Thursday, April 10, 2008

Every Purpose Under Heaven

As most of you already know, I’m doing the final edit for my second novel, Every Purpose Under Heaven. It deals with a dying man who is afraid to move on. Now it is done, I can say it’s been a long personal journey for me. It’s made me confront myself and what I do or don’t believe about life and death.

The dying man, whom I call Bill del Vecchio, is based in part on what happened when my husband, Chuck, died. We were giving Chuck morphine on an as-needed basis so he was in and out of consciousness. When he was out, he seemed to be talking to people we could not see. We asked him about it once when he woke. He told us that he was in the Civil War trying to get supplies out to troops dug in along a road. He remembered moving his arms protectively because he was running from tree to tree to dodge bullets. He described the scene so vividly it made me think of the battlefield at Manassas. When he went back to sleep, his arm movements started again, so we assumed he had gone back to that dangerous place.

I was reminded about Chuck’s experience by the media reports surrounding Pope John Paul’s death in 2005. The officials around him reported that the pontiff said, “You have come for me. I thank you,” shortly before he died. No explanation was offered about whom he was talking to. If I had to hazard a guess, I’d say he was talking to the saints and his predecessors, the people he would have expected and wanted to see. Since he was in a coma, as I understand it, he was never asked.

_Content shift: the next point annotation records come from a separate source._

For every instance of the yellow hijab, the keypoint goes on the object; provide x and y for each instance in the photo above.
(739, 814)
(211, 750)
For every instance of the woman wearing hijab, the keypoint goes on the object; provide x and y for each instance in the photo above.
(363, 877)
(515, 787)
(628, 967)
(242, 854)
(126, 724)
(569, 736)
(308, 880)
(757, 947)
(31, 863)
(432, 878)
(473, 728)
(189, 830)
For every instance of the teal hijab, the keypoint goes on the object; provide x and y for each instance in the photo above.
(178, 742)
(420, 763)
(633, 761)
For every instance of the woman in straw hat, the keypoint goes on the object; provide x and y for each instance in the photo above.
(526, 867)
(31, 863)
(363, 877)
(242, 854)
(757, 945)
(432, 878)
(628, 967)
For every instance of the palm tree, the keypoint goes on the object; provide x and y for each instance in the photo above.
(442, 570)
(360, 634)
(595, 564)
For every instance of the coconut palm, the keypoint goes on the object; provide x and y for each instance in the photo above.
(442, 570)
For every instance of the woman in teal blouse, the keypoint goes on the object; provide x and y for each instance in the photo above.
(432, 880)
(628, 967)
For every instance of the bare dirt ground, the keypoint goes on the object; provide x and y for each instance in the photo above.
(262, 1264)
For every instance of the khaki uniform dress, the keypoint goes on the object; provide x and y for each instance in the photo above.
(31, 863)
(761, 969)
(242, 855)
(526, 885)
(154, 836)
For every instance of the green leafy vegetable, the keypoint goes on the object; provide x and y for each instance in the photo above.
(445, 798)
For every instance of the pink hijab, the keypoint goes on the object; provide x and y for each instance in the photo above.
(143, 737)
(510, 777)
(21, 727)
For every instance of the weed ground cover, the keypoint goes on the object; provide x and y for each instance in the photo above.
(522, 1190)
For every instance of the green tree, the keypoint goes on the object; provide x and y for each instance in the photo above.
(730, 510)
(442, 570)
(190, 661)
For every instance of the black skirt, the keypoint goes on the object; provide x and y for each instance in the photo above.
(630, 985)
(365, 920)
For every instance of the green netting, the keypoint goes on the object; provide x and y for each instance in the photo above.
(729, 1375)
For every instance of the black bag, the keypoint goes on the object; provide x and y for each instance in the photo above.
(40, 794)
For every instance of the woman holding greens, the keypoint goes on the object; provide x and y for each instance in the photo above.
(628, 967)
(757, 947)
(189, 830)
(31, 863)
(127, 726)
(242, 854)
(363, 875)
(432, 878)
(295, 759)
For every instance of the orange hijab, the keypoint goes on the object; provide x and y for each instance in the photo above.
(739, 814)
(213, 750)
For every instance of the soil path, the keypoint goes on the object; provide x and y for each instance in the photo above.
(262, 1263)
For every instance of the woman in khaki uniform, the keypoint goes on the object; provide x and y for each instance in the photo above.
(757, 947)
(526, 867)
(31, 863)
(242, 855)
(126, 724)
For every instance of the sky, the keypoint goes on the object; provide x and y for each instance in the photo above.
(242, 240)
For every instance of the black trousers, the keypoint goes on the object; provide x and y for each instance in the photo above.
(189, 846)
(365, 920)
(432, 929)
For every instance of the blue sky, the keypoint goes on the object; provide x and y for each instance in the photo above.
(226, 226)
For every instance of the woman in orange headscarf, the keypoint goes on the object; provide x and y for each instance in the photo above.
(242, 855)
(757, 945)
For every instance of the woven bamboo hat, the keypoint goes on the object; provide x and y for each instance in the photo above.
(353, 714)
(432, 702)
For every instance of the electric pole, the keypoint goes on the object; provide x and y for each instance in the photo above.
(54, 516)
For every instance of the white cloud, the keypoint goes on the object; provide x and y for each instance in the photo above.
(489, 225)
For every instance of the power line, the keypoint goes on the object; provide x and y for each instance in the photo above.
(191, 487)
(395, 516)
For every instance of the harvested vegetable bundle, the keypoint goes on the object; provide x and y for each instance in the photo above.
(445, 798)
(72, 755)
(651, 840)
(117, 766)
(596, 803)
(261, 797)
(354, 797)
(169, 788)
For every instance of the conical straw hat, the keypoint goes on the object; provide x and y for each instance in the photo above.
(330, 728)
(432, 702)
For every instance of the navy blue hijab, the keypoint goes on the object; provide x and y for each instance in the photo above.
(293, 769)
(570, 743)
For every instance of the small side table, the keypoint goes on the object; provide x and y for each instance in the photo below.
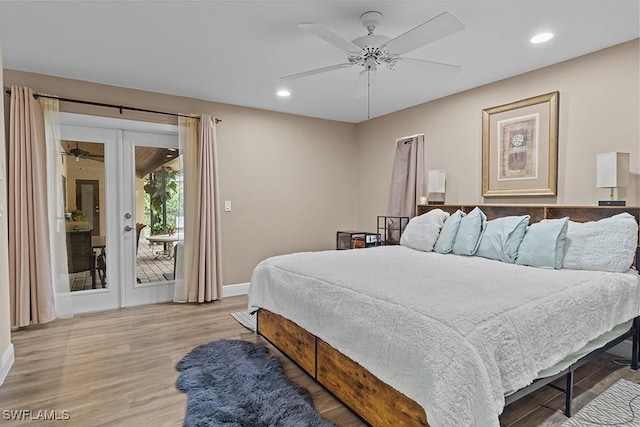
(356, 239)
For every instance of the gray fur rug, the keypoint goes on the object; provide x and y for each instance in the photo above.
(234, 383)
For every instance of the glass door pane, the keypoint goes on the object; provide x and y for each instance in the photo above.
(83, 169)
(158, 212)
(155, 205)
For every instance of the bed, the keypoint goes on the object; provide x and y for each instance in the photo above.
(455, 351)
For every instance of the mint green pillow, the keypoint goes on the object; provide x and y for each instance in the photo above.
(502, 237)
(543, 244)
(469, 233)
(444, 244)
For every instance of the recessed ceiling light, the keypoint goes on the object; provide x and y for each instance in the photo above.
(541, 38)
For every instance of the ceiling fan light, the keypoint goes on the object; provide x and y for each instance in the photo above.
(541, 38)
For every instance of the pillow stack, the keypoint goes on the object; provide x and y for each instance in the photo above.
(422, 231)
(606, 245)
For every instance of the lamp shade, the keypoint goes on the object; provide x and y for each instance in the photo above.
(436, 182)
(612, 170)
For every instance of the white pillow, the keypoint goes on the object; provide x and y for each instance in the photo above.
(470, 232)
(606, 245)
(502, 238)
(543, 244)
(444, 244)
(423, 231)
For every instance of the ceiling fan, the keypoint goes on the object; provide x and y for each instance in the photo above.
(373, 50)
(79, 153)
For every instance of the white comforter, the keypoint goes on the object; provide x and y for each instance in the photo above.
(453, 333)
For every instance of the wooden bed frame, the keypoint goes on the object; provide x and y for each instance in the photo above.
(380, 404)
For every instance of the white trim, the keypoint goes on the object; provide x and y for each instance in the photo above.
(234, 290)
(7, 362)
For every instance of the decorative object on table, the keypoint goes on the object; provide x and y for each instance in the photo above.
(234, 382)
(520, 148)
(79, 221)
(612, 171)
(356, 239)
(246, 319)
(619, 405)
(436, 187)
(390, 228)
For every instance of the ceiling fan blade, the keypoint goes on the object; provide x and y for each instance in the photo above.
(365, 81)
(437, 70)
(436, 28)
(329, 36)
(317, 71)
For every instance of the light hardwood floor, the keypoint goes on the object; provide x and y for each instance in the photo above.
(117, 368)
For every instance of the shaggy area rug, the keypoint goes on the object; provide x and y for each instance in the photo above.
(618, 406)
(237, 383)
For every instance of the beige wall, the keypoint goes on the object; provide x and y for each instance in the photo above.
(599, 113)
(291, 179)
(5, 319)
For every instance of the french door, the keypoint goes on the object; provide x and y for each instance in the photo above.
(120, 157)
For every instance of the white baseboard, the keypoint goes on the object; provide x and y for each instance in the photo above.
(233, 290)
(7, 362)
(622, 350)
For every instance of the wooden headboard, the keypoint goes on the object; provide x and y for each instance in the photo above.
(539, 212)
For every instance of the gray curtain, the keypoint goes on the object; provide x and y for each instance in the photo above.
(407, 181)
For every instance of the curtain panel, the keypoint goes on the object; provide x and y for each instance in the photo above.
(30, 276)
(200, 277)
(407, 184)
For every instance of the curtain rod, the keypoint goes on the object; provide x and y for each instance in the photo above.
(101, 104)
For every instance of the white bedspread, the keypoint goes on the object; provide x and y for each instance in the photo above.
(453, 333)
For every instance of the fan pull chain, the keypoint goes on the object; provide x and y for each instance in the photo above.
(369, 93)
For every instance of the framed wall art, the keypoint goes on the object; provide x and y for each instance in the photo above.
(520, 148)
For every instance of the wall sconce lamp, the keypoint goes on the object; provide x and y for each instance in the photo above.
(612, 171)
(436, 187)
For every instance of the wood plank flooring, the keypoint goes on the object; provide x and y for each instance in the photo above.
(117, 368)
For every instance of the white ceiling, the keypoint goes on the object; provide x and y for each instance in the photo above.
(236, 51)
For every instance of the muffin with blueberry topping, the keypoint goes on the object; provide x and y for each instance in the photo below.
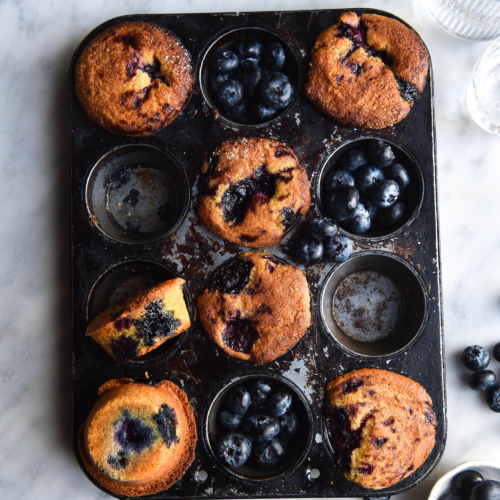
(134, 79)
(380, 424)
(138, 439)
(367, 71)
(256, 308)
(143, 322)
(252, 191)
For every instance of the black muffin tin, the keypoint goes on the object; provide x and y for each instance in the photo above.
(108, 264)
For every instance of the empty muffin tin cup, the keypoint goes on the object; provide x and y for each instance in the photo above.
(124, 280)
(228, 41)
(137, 194)
(374, 304)
(412, 196)
(297, 448)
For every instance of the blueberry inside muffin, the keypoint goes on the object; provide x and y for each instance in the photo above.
(134, 79)
(381, 426)
(256, 308)
(252, 191)
(367, 71)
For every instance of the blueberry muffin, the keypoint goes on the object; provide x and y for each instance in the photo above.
(138, 439)
(256, 308)
(252, 191)
(381, 426)
(134, 79)
(143, 322)
(367, 71)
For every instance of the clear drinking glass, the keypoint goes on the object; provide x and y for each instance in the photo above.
(483, 95)
(472, 19)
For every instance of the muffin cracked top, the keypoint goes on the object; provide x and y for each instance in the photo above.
(134, 79)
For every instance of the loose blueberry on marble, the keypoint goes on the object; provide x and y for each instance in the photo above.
(230, 421)
(261, 428)
(338, 178)
(234, 449)
(338, 249)
(465, 481)
(380, 153)
(279, 402)
(308, 250)
(493, 398)
(267, 455)
(367, 178)
(480, 381)
(353, 159)
(238, 400)
(321, 229)
(341, 202)
(475, 358)
(398, 173)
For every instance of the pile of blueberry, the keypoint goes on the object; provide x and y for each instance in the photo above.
(321, 240)
(476, 359)
(366, 191)
(260, 423)
(471, 485)
(248, 81)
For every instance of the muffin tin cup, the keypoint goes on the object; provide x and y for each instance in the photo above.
(292, 69)
(297, 448)
(413, 196)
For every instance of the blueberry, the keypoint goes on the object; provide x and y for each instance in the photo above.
(267, 455)
(264, 112)
(308, 250)
(229, 420)
(250, 80)
(341, 202)
(464, 482)
(496, 352)
(493, 397)
(385, 193)
(261, 428)
(393, 214)
(279, 402)
(380, 153)
(217, 78)
(398, 173)
(367, 177)
(359, 222)
(482, 380)
(338, 178)
(475, 358)
(339, 249)
(249, 47)
(353, 159)
(230, 93)
(321, 229)
(276, 90)
(486, 490)
(260, 391)
(225, 61)
(289, 424)
(274, 56)
(234, 449)
(238, 400)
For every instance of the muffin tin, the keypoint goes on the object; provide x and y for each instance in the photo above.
(112, 259)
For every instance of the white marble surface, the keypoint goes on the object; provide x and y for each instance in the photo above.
(37, 40)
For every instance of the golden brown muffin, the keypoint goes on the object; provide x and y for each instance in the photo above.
(252, 191)
(134, 79)
(381, 426)
(143, 322)
(138, 439)
(367, 71)
(256, 308)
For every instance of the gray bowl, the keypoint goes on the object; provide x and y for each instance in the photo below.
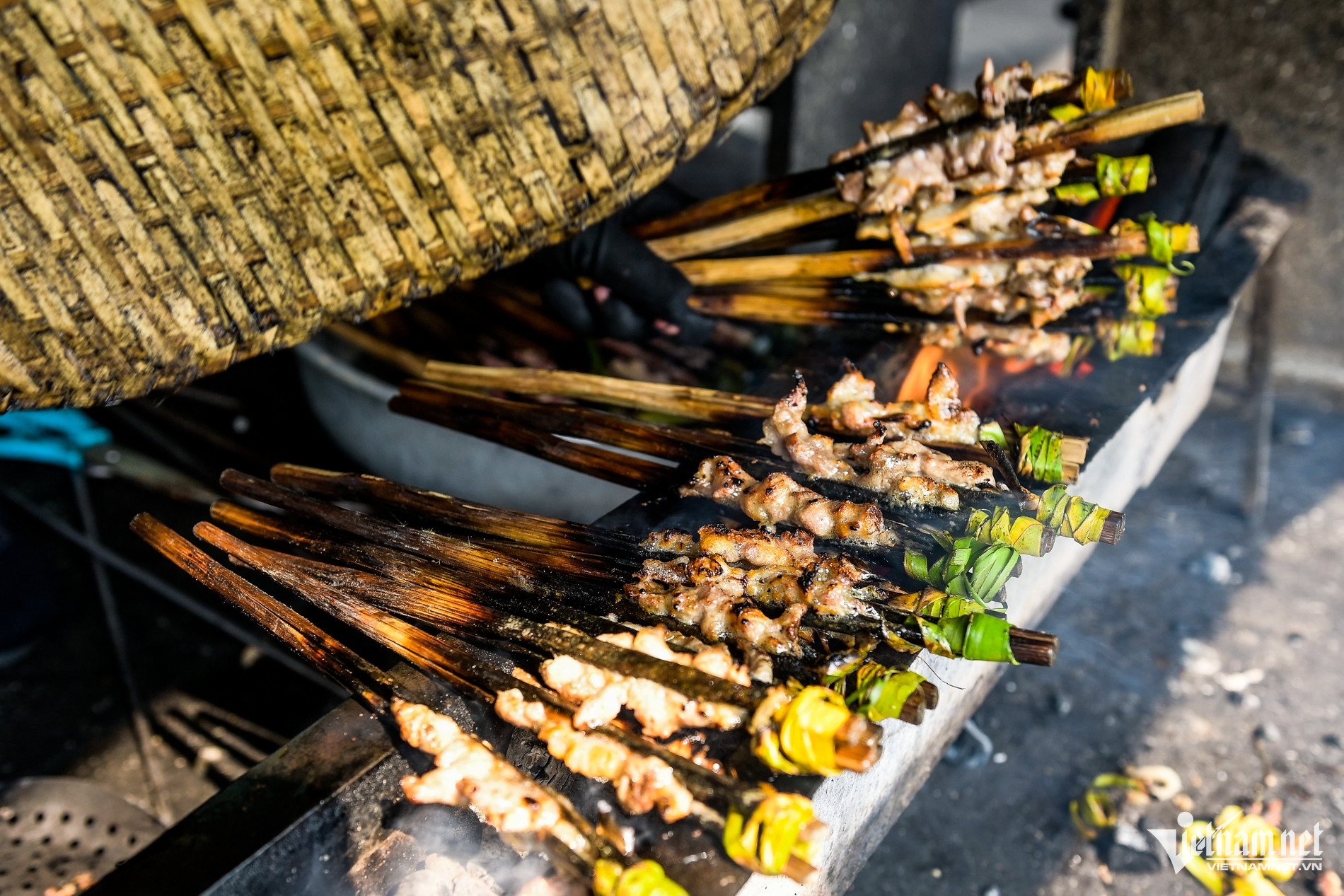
(352, 407)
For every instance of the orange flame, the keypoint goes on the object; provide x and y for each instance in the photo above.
(915, 386)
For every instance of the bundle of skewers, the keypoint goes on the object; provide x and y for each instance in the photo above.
(968, 192)
(700, 676)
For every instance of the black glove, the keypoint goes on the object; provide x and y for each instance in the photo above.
(637, 293)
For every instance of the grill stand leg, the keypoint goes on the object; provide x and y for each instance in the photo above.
(1260, 380)
(139, 723)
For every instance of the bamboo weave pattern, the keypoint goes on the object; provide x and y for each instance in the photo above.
(187, 185)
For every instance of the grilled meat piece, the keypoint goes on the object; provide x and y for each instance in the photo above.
(468, 773)
(661, 712)
(643, 784)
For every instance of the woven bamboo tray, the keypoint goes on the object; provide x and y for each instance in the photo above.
(187, 185)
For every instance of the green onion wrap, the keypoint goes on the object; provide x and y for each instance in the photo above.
(1116, 176)
(1130, 336)
(881, 692)
(1077, 194)
(796, 736)
(1166, 240)
(1149, 291)
(640, 879)
(969, 570)
(1123, 175)
(1038, 453)
(979, 636)
(991, 431)
(1101, 91)
(1067, 112)
(1021, 534)
(936, 640)
(777, 828)
(940, 605)
(1072, 516)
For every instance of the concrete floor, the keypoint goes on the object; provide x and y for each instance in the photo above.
(1148, 645)
(1276, 71)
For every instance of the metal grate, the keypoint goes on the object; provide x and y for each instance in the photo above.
(53, 829)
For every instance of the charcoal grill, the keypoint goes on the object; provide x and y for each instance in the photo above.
(53, 829)
(324, 813)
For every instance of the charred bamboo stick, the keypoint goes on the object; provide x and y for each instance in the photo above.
(613, 467)
(1124, 122)
(527, 528)
(885, 313)
(366, 682)
(742, 230)
(709, 272)
(470, 672)
(361, 677)
(457, 558)
(792, 221)
(748, 199)
(688, 682)
(765, 195)
(659, 440)
(397, 569)
(660, 398)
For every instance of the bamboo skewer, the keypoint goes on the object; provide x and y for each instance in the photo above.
(407, 569)
(760, 225)
(467, 669)
(742, 230)
(528, 528)
(792, 202)
(1124, 122)
(343, 665)
(712, 272)
(682, 679)
(682, 401)
(362, 679)
(621, 469)
(680, 443)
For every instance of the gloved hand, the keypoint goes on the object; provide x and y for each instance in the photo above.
(636, 294)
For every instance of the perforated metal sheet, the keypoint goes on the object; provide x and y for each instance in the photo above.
(55, 828)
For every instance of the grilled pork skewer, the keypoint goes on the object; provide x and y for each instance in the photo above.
(1081, 182)
(1053, 344)
(407, 569)
(890, 146)
(468, 773)
(754, 634)
(1121, 240)
(480, 414)
(707, 690)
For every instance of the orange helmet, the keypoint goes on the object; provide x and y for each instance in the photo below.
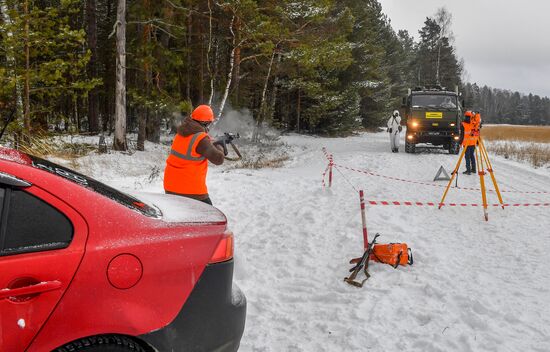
(203, 113)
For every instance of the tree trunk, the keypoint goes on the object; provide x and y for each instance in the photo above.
(230, 73)
(93, 102)
(208, 66)
(188, 44)
(144, 112)
(298, 111)
(119, 141)
(11, 62)
(26, 98)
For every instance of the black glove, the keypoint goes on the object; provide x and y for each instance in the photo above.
(221, 142)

If I was right, and the dying pontiff saw whom he wished to, I have to ask myself why Chuck wanted to be on a Civil War battlefield during the height of a battle. Why ever would he have wanted or expected to go to such a place? Not having any answer made me curious about what happens at the time of death.

I had no time to answer my own questions at first. After his death. I went out on another quest to find my father. He had been killed in a Halifax bomber during 1944. It took me time and travel to three continents to find his family and the survivor of his crew. The result was my first book, Extraordinary Things, based loosely on my own experience and heavily on that of the WWII aircrew veterans I met along the way. Once that book was done. I turned back to trying to understand what might have happened to Chuck.

Since the closest we ever get to the experience of death comes from those people with near-death experiences, most of the literature and research deals with them. Their reports are fairly consistent. They report a tunnel and light and seeing dead loved ones. That was a comforting thought, but it still didn’t explain what Chuck saw. Then I started reading books about things like soul purpose and incarnations. Most of them argued that we are all part of a spiritual universe that seeks perfection. Well, no one I knew was likely to be perfect anytime soon, but I began to see what the books were getting at. I asked some further questions. What if Chuck were being shown something to help him learn what he was meant to? If so, it couldn’t just be him. What if all of us go through this process to learn something from having lived our lives? I found that idea intriguing. But do we all have to go through this? Some of us may be self-aware enough to see our lives as leading to some purpose. On the other hand, what if someone were not self-aware, or even more, was deliberately un-self-aware. What then? I began to see the kernel of an idea for a story. What if a modern man started "remembering" something from the past? Could what he discovers say something about life and death that would be hopeful and ultimately even joyful.

Immediately, I ran into a problem. I needed to find a historical time similar to ours yet separated enough to provide a perspective on ours. After some false starts, I settled on the Italian Renaisssance, a time when fundamentalism clashed with reason. I thought of a scholar named Aonio Paleario. No one much has heard of him now, but in his time he was as famous as Erasmus or Bruno. He was brilliant, scholarly, stubborn, and arrogant, and very modern in his independence and demand for freedom. He deliberately martyred himself to oppose the Catholic Church and when they predictably executed him, he left behind a trail of broken family members who were punished along with him. If such a man were to “come back” in modern times, would he have learned something? Would he try to do things differently? What if some of the same people “came back” with him--would he try to make amends to them? Or they to him? That’s what Every Purpose Under Heaven tries to explore.

I have to admit I’m attracted to the ideas of symmetry and accountability, so I like the idea that our untidy lives are not the end. I particularly like the idea of purpose and that maybe surviving and amassing material goods is not the ultimate reason for existence. That leaves open, of course, what the purpose is. Some years ago, I remember reading reports about a Neolithic cave burial. The skeleton was of a deformed man who had grown into adulthood. The remains of shriveled flower garlands were found, suggesting that he had been mourned. That was an epiphany for me. With all the bad press our supposedly “brutish” ancestors had been given through our media, here was evidence that they cared for one another, had compassion, and regardless of what the anthropologists care to tell us, were human beings. Surely our purpose all these thousands of years later cannot be much different—to love and have compassion for those around us—those, if you choose to believe—who have agreed to come back with us and link their lives with ours.

I do not know if any of this is true. But, after writing the book, I hope so.